THERE is an extraordinary sense of entitlement about Liverpool Football Club.
The champions of England seem to want to choose their own kick-off times, their own match officials and, by colluding with their chums at Manchester United, they even wanted to change the way the Premier League is run through the doomed 'Project Big Picture'.
This is a club used to having everything their own way.
Jurgen Klopp rarely takes it graciously when Liverpool don’t win — it’s just that for the best part of two years the Reds won so consistently we rarely got to see it.
The Liverpool boss is not used to having his opinions vigorously challenged either.
That is what made the Reds manager’s post-match interview – or argument – with BT Sport’s Des Kelly such a compelling exchange.
Klopp was ready to blow over the issue of Saturday lunchtime kick-offs, so when Kelly asked him about James Milner’s hamstring injury, the Anfield chief blamed BT.
'Dishy Des', a long-time former senior newspaper journalist, has better instincts than many TV interviewers.
Not that it can be easy to take on a major club boss, one on one, in front of the cameras.
But Kelly stood his ground and told Klopp he should ask Anfield directors to argue their corner in Premier League meetings rather than blame the broadcaster.
BT pay £9.2million for the rights to each televised match and Premier League clubs bent over backwards to get last season back on, at the height of the pandemic, so that they get their hands on TV cash.
It is therefore unrealistic to expect broadcasters to ignore the best-supported clubs, Liverpool and United, for such a prime slot.
And when a club is asked to play Champions League fixtures on a Wednesday, then again the following Tuesday, what is the ideal kick-off time for the weekend fixture in between?
Ajax, who visit Anfield tomorrow night, kicked off at tea-time on Saturday, finishing at 7.30pm — would that be any better for Klopp?
This is a unique period for fixture congestion but this is what the clubs, and football authorities, wanted — to restart last season, then rush into this campaign without any reduction in fixtures.
That isn’t the fault of any broadcaster.
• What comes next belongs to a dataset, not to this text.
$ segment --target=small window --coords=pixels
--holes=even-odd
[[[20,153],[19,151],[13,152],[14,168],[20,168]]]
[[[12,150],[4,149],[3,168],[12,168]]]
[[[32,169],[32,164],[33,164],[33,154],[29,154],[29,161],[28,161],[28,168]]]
Indeed, Klopp is paid so handsomely, almost £15million per year, because of TV money.
Sure, Klopp is suffering from a severe injury crisis and, sure, his team had the rough end of the stick with VAR decisions — two goals (correctly) disallowed for narrow offsides and then Brighton’s injury-time penalty equaliser, which would surely not have been awarded by a referee operating with only his naked eye.
Along with fellow Champions League clubs, Klopp is arguing hard for five subs in the Premier League — and they may force a U-turn on an issue that clearly benefits those with deeper squads.
And Liverpool did get their way when David Coote was mysteriously replaced as the VAR official for last weekend’s match with Leicester after he had angered the Reds in the same role for the Merseyside derby in October.
The Premier League claim the switch was for 'operational reasons'.
Klopp may genuinely feel that the world is out to get him, or he may be attempting to develop a siege mentality.
Either way, Liverpool remain in the thick of the title race despite all their misfortunes.
And today Klopp is due to meet Kelly again for a preview of the Ajax match, also broadcast by BT. It could be lively.